Many complex systems, from microbial communities to mussel beds to drylands, display striking self-organized clusters. According to theoretical models, these groupings play an important role in how an ecosystem works and its ability to respond to environmental changes. A new paper in PNAS focused on the spatial patterns found in drylands offers important empirical evidence validating the models.
Drylands make up 40 percent of the Earth's landmass and are places where water is the limiting resource for life. They often display a characteristic clustering of vegetation surrounded by bare soil -- patterns that are easy to spot in aerial images. The new study, led by SFI External Professor Sonia Kéfi, who is a researcher at CNRS in France, finds that not only are these spatial patterns caused by the stressful environmental conditions of drylands, but they are also a critical adaptation that allows drylands to function in changing conditions. When a dryland ecosystem tips into a degraded state, the spatial patterns disappear.

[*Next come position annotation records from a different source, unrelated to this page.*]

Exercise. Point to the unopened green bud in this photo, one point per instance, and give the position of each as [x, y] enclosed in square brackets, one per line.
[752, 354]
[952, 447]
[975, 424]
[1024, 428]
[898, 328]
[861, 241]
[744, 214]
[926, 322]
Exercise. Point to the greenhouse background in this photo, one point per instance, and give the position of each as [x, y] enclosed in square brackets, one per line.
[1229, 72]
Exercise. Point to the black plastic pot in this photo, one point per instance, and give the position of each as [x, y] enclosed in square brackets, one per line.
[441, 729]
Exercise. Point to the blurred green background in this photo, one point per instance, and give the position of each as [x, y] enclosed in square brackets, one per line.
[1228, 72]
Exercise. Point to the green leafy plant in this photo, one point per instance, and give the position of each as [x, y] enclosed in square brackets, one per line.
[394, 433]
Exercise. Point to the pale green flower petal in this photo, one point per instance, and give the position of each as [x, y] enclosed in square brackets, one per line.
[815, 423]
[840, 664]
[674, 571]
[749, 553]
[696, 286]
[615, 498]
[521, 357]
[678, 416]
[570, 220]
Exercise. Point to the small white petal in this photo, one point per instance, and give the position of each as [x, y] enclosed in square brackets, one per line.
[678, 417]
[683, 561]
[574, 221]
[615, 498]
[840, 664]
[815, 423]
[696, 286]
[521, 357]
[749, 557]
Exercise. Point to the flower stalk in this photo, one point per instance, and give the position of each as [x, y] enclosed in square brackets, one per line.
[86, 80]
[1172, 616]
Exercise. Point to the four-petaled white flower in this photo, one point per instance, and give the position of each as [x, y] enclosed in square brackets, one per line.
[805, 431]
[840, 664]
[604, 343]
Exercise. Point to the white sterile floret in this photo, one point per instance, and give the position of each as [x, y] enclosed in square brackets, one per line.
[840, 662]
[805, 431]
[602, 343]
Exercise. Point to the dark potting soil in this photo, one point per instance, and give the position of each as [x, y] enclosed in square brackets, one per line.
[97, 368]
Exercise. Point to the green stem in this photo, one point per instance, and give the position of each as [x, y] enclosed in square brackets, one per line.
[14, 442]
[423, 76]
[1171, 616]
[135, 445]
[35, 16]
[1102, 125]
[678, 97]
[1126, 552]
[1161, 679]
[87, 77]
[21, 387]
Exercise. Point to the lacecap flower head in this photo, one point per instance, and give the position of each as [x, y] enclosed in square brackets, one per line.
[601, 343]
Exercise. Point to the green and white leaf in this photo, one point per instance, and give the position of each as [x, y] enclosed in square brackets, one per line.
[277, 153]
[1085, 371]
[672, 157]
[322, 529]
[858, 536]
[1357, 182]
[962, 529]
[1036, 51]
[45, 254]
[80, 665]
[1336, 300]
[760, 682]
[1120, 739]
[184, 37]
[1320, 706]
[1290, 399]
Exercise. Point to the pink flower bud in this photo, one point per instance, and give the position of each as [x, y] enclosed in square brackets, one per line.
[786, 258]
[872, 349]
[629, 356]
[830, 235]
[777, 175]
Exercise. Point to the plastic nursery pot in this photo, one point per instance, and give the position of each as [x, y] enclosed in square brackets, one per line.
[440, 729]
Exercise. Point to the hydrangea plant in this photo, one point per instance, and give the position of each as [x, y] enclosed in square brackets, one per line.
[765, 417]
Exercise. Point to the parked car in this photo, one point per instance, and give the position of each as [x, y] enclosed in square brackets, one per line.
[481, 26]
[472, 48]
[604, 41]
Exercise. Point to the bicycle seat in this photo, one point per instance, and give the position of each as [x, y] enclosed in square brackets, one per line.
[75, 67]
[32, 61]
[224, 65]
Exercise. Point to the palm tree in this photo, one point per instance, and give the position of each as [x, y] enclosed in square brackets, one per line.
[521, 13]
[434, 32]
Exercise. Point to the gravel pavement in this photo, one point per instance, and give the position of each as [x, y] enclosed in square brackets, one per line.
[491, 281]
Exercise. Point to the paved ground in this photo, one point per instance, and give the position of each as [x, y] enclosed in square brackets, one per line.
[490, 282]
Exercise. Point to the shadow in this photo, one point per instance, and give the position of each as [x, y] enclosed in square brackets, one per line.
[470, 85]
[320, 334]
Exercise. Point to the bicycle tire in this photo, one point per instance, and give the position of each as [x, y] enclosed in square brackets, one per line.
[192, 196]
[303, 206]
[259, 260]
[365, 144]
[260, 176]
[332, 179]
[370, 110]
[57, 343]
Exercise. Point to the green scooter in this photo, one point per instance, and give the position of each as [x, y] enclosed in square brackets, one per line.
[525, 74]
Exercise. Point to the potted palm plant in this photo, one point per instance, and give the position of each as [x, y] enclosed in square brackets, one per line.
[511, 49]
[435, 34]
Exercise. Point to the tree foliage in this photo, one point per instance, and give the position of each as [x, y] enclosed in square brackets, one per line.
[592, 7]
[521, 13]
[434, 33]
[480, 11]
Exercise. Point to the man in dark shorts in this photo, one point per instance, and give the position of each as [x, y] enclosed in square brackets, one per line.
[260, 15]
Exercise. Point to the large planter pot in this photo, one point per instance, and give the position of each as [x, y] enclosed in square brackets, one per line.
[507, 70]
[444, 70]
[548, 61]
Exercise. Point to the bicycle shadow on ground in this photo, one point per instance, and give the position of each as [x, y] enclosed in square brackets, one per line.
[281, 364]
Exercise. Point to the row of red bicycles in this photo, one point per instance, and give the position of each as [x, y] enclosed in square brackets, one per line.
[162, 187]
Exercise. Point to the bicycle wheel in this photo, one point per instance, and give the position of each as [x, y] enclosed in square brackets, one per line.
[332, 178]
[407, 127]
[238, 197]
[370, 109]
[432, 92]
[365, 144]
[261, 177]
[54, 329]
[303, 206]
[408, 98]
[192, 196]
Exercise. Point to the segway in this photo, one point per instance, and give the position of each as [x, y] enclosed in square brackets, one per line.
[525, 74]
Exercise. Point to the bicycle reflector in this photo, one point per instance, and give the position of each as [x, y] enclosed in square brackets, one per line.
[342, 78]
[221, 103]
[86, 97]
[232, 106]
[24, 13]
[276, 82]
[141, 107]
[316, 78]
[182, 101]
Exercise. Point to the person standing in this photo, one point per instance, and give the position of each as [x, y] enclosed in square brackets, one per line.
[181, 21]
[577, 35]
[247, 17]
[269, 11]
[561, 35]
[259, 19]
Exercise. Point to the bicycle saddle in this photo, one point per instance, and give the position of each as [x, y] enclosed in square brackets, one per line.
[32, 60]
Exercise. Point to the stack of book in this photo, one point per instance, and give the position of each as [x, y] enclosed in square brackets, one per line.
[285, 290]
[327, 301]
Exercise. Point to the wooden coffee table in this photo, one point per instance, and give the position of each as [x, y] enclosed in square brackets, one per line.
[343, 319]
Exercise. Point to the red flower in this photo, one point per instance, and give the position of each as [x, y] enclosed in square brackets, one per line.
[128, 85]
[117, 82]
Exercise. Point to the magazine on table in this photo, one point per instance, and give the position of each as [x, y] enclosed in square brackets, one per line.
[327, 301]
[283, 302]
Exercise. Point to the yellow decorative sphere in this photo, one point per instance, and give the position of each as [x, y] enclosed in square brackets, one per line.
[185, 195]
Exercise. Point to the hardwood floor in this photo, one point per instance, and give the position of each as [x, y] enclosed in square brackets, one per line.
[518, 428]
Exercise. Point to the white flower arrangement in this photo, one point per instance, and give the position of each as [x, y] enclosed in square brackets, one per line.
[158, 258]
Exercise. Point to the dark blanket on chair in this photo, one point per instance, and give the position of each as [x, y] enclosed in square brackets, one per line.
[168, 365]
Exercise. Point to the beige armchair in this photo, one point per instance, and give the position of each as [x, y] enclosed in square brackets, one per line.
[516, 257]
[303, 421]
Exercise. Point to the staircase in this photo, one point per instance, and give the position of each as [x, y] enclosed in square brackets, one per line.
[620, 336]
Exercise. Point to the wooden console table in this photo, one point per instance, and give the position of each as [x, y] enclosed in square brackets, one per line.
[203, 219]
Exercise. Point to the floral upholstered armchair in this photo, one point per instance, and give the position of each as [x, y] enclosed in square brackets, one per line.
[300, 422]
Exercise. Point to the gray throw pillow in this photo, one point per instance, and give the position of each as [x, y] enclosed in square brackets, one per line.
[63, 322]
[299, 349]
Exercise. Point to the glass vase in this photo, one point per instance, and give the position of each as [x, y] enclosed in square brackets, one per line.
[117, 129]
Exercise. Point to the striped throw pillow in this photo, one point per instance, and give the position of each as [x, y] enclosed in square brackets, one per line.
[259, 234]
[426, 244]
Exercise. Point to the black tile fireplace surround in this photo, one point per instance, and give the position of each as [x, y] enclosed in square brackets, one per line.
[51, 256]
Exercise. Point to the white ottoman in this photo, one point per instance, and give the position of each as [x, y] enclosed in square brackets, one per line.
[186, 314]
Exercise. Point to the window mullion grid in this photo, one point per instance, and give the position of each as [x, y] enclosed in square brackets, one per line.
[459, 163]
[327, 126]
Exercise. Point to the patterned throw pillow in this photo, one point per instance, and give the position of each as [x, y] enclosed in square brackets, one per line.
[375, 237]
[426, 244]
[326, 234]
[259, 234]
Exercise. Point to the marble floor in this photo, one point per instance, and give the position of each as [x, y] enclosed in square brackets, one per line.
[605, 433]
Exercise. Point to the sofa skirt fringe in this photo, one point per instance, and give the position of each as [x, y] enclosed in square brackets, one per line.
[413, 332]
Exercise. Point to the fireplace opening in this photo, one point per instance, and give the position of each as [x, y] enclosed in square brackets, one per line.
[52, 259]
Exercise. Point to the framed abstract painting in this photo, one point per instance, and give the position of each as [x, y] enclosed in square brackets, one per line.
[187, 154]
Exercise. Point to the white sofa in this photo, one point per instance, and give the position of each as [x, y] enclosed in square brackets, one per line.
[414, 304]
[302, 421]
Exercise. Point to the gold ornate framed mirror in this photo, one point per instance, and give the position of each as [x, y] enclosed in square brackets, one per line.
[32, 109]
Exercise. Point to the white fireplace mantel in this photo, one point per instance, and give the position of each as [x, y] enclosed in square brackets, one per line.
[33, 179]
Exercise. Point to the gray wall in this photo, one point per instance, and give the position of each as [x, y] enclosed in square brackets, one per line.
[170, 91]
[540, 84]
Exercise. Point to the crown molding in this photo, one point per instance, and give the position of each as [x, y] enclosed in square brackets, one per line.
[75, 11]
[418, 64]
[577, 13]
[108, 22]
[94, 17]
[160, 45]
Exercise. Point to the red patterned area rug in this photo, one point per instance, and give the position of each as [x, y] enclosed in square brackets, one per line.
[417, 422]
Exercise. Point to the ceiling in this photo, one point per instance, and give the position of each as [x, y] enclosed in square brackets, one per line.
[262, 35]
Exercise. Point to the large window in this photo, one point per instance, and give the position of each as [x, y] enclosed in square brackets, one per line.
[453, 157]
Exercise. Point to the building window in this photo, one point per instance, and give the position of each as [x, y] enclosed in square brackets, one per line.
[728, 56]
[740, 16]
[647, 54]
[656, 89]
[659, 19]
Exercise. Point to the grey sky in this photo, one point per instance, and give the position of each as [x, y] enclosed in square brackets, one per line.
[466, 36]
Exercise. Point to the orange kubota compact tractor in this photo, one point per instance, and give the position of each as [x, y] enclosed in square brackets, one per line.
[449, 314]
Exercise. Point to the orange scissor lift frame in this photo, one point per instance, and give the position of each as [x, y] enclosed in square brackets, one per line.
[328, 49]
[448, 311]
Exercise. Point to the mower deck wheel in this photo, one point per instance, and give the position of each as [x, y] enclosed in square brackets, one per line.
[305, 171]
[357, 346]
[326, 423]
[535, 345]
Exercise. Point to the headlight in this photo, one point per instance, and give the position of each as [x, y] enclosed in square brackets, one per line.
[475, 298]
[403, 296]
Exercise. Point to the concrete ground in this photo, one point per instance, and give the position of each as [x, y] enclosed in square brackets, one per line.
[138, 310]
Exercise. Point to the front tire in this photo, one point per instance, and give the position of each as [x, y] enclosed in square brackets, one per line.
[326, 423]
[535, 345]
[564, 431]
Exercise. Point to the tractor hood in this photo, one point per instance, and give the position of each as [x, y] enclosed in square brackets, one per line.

"Many people have the idea that 'interesting' ecosystems are places like the Amazon, and that drylands are poor in some way," says SFI External Professor Ricard Solé (Pompeu Fabra University), a co-author on the paper. "But they can be very rich. They are responsible for managing how water is being retained or not in these habitats, and are important for CO2 exchange." Beyond their ecological importance, drylands are also home to one-third of the world's human population, making them important economically and culturally.
In healthy dryland ecosystems, islands of vegetation create oases where conditions are a bit better than the rest of the landscape. There's more water, more nutrients, and more shade. If an ecosystem's climate becomes drier, those clusters tend to move further apart.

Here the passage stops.